Women: More Panic Attacks in Midlife
Women's Role in Society Puts Them at Greater Risk
WebMD News Archive
Sept. 22, 2003 -- After age 50, a woman is at high risk for panic attacks -- especially if she has faced stressful life events and health problems.
That's the finding from a new study in this week's Archives of Internal Medicine.
Panic attacks are a distinctive form of anxiety more common in women than men.
A full-blown panic attack is defined as an attack of sudden fear for no apparent reason, anxiety, or extreme discomfort.
However, whether panic attacks are more likely to happen in the menopausal years has never been studied, writes researcher Jordan W. Smoller, MD, ScD, a psychiatric researcher with Massachusetts General Hospital in Boston.

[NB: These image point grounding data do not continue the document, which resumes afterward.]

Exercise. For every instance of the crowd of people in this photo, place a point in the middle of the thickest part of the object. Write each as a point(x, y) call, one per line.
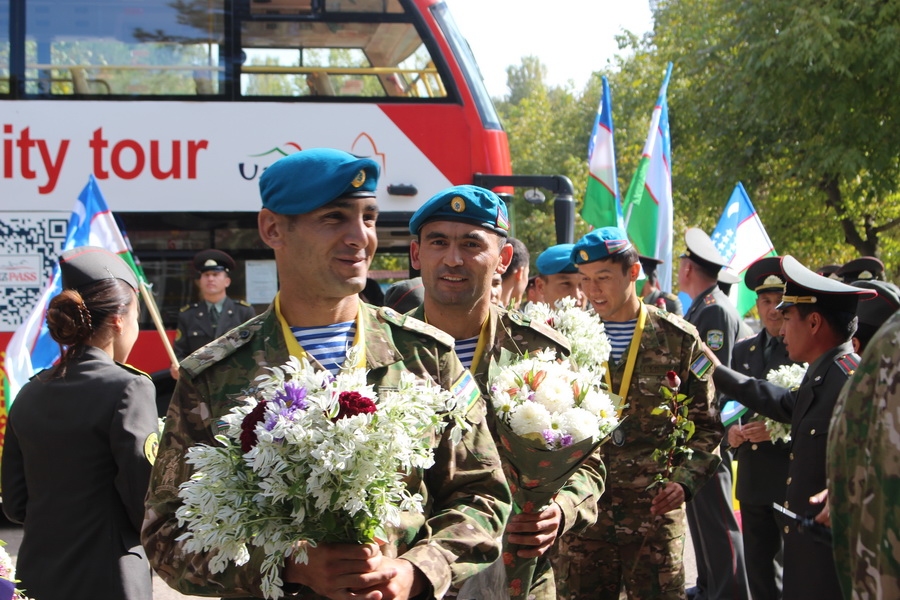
point(96, 484)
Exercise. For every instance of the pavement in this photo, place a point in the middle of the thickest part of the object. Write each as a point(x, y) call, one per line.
point(12, 535)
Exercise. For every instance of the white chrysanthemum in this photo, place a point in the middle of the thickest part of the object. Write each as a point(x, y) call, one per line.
point(555, 393)
point(580, 424)
point(529, 418)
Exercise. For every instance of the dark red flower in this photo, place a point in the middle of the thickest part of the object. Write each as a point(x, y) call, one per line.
point(354, 403)
point(248, 425)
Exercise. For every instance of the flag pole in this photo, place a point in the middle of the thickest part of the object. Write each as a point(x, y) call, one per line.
point(157, 320)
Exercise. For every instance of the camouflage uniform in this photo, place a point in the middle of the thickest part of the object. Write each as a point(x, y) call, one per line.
point(513, 331)
point(628, 545)
point(465, 494)
point(864, 472)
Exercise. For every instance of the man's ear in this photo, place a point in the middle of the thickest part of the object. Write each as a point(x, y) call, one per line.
point(414, 255)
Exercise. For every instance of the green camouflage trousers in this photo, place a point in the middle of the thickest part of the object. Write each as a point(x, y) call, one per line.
point(627, 547)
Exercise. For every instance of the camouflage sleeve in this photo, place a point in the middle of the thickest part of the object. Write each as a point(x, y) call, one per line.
point(186, 426)
point(697, 468)
point(765, 398)
point(471, 498)
point(578, 498)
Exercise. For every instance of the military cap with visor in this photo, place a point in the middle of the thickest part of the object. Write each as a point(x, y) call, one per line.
point(213, 260)
point(85, 265)
point(556, 259)
point(304, 181)
point(600, 244)
point(864, 268)
point(803, 286)
point(464, 204)
point(765, 275)
point(701, 250)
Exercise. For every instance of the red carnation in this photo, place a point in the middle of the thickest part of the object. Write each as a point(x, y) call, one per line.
point(248, 426)
point(354, 403)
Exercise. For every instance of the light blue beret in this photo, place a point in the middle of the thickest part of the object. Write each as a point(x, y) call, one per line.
point(556, 259)
point(465, 203)
point(599, 244)
point(304, 181)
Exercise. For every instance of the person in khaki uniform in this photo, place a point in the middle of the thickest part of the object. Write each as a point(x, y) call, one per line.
point(319, 217)
point(638, 540)
point(461, 242)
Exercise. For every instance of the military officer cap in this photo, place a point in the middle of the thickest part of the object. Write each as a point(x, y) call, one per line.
point(466, 204)
point(213, 260)
point(765, 275)
point(85, 265)
point(556, 259)
point(304, 181)
point(600, 244)
point(803, 286)
point(875, 310)
point(829, 271)
point(701, 250)
point(864, 268)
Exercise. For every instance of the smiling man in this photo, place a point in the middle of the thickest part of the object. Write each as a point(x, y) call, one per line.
point(638, 541)
point(819, 322)
point(461, 245)
point(318, 216)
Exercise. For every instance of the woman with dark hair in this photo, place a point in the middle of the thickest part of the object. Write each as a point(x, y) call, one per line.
point(79, 444)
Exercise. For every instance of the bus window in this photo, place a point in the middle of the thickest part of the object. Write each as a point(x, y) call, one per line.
point(108, 47)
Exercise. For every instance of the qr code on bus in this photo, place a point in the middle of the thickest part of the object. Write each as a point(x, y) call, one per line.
point(30, 245)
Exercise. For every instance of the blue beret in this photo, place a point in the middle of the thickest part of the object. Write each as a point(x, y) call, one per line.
point(599, 244)
point(466, 203)
point(304, 181)
point(556, 259)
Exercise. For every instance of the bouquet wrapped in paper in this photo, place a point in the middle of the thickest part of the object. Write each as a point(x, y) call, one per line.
point(549, 419)
point(310, 457)
point(786, 376)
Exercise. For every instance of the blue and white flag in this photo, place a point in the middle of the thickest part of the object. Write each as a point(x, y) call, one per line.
point(31, 349)
point(741, 240)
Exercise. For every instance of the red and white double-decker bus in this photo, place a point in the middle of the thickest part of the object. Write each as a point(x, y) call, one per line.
point(177, 106)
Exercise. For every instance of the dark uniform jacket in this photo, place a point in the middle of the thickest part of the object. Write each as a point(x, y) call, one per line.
point(809, 570)
point(195, 329)
point(75, 472)
point(763, 465)
point(465, 493)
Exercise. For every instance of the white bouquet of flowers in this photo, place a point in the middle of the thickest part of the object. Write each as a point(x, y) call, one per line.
point(583, 328)
point(311, 457)
point(549, 421)
point(786, 376)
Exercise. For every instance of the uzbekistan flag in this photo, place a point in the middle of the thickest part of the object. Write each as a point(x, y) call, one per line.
point(648, 202)
point(601, 199)
point(31, 349)
point(741, 240)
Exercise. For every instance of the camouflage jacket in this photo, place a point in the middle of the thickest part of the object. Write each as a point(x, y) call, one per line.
point(465, 494)
point(668, 343)
point(513, 331)
point(864, 472)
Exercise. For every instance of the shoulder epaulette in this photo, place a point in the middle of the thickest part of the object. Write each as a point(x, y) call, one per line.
point(221, 348)
point(133, 369)
point(522, 320)
point(412, 324)
point(848, 363)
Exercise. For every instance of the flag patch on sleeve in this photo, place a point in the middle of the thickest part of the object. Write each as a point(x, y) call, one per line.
point(700, 366)
point(466, 389)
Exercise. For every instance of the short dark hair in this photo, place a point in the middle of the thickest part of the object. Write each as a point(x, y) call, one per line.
point(843, 324)
point(520, 257)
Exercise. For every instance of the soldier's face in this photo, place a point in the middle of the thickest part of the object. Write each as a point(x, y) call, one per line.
point(610, 290)
point(561, 285)
point(325, 253)
point(458, 262)
point(770, 316)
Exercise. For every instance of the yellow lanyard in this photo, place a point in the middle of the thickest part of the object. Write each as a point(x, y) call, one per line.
point(632, 359)
point(295, 349)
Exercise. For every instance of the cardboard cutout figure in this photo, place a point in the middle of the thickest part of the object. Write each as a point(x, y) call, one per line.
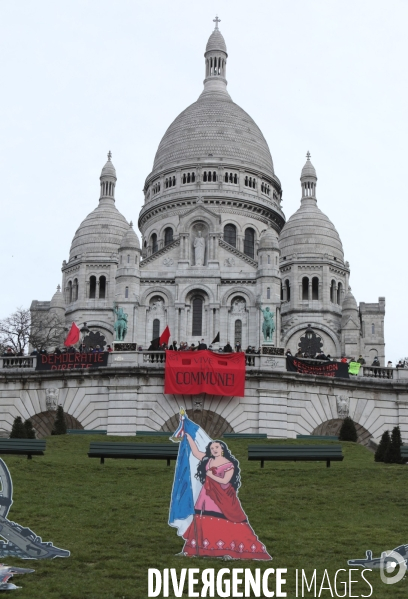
point(204, 503)
point(20, 542)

"To our knowledge, this study is the largest survey of the prevalence ... of panic attacks in postmenopausal women," Smoller adds.

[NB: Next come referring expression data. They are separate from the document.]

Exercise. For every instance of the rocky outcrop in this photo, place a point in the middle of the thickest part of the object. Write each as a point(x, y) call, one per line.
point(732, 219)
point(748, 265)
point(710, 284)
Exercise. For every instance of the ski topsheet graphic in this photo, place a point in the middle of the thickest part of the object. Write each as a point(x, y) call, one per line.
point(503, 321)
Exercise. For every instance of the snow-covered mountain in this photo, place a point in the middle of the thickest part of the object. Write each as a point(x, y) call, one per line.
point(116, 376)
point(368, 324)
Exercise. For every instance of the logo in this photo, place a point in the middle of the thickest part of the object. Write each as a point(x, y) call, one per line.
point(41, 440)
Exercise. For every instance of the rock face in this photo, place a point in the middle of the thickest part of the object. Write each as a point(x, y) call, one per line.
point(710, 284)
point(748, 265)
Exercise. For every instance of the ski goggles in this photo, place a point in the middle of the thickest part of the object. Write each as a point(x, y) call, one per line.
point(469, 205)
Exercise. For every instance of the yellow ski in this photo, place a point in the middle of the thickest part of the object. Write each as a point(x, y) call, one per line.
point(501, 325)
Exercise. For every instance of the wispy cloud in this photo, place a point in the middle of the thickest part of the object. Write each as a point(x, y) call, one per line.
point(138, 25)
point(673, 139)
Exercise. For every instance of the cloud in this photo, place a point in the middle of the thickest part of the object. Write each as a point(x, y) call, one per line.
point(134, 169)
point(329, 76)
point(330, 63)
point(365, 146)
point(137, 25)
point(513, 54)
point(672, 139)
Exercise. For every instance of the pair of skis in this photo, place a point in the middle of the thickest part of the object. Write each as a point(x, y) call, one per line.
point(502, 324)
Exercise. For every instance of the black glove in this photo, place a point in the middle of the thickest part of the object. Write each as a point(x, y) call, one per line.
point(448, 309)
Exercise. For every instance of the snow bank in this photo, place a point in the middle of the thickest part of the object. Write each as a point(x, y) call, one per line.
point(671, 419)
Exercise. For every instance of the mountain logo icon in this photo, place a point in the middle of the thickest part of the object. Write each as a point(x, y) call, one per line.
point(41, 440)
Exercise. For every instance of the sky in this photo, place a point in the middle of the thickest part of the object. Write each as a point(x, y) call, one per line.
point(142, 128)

Serious Life Events Trigger Panic Attacks
His study involved more than 3,000 women -- between age 50 and 79 -- who completed detailed questionnaires on an assortment of heart disease, respiratory, migraine, panic, and other symptoms; serious life events that occurred in the previous year; and limitations that panic attacks had on their lives.
- 18% had experienced panic attacks in the past six months.
- 13% had full-blown panic attacks that impaired their social activities and daily lives.
- 7% had limited-symptom panic attacks (rapid or irregular heartbeat only).
- 14% of full-blown panic attacks. -- The majority happened to women between age 50 and 59.
- Women were nearly three times more likely to have full-blown panic attacks if their income was less than $20,000 a year.
- One-third of women who had full-blown panic attacks also suffered from depression symptoms and women with defined depression were also significantly more likely to suffer from full- blown panic attacks.
- Women with emphysema, asthma, heart disease, migraines with aura, and thyroid problems were more likely to report full- blown panic attacks.
- Stressful life events factored strongly in panic attacks. Women who had five or more events in the past year were seventimes more likely to have full-blown panic attacks.
A woman's marital status and education level did not make an appreciable difference in whether she had panic attacks or not. Also, whether she had taken hormone replacement therapy did not make a difference, Smoller reports.
Because some medical conditions produce symptoms similar to panic attacks -- and women may be misdiagnosed -- "we believe that the rates we observed may be a conservative estimate of panic in postmenopausal women," he writes.
Panic attacks and panic disorder often begin when women are in their 20s or 30s, but there may be a later peak between ages 45 and 54, Smoller writes. Panic Disorder in Older Women Ignored
"This is a great study; it's been very much needed," says Katherine Shear, MD, professor of psychiatry at the University of Pittsburgh School of Medicine, tells WebMD.